El informe más reciente del Grupo Intergubernamental de Expertos sobre el Cambio Climático de Naciones Unidas (IPCC, por sus siglas en inglés) afirma que si actuamos sobre las emisiones pronto, poniendo en práctica de inmediato todos los compromisos que se asumieron en París, pero que aún están muy lejos de haberse implementado en ningún país, lo más probable es que alcancemos en torno a los 3,2 grados de calentamiento, unas tres veces más que todo el que ha experimentado el planeta desde los inicios de la industrialización.

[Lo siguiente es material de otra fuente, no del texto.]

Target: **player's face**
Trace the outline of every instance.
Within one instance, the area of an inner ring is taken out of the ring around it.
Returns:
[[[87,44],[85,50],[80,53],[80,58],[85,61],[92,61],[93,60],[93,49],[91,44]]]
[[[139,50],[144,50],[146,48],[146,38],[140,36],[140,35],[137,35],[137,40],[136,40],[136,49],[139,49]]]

Aunque lográsemos evitar que el planeta alcanzase los dos grados de calentamiento en 2100, tendríamos una atmósfera que contiene 500 partes por millón de CO2, o quizá más. La última vez que se dio esta circunstancia, hace 16 millones de años, la temperatura del planeta no era tan solo dos grados más elevada, sino entre cinco y ocho grados, lo que hacía que el nivel del mar fuese 40 metros más alto.

Los efectos del cambio climático no son cosa del futuro sino del presente. Algunos de los procesos catastróficos que provocará son irreversibles y por tanto permanentes. La única actitud razonable consiste en asumir para el futuro inmediato la creciente frecuencia y el agravamiento de episodios como los que ha vivido España estos días, con una población desbordada ante temperaturas diurnas y nocturnas que la han debilitado.

Cabría confiar en revertir el cambio climático, pero es imposible. Nos llevará a todos por delante. Las peores consecuencias de los dramas ecológicos que estamos desatando por el uso que hemos hecho de la tierra y por la quema de combustibles fósiles —lentamente durante un siglo más o menos, y muy rápidamente durante unas décadas— se desarrollarán a lo largo de milenios, aunque en un ejercicio de autoengaño hayamos elegido pensar en el cambio climático solo bajo la forma que adoptará a lo largo de este siglo.

Las montañas de Los Ángeles arden durante el gigantesco incendio Bobcat de septiembre de 2020.  

Según Naciones Unidas, de acuerdo con el ritmo que llevamos actualmente en 2100 alcanzaremos los 4,5 grados de calentamiento; superando en más del doble el catastrófico umbral de los 2 grados, fijado en París. Si no hacemos nada con las emisiones de CO2, si los próximos treinta años de actividad industrial prolongan la misma tendencia creciente de los treinta años anteriores, a finales de este siglo regiones enteras pasarán a ser inhabitables según todos los criterios que manejamos en la actualidad.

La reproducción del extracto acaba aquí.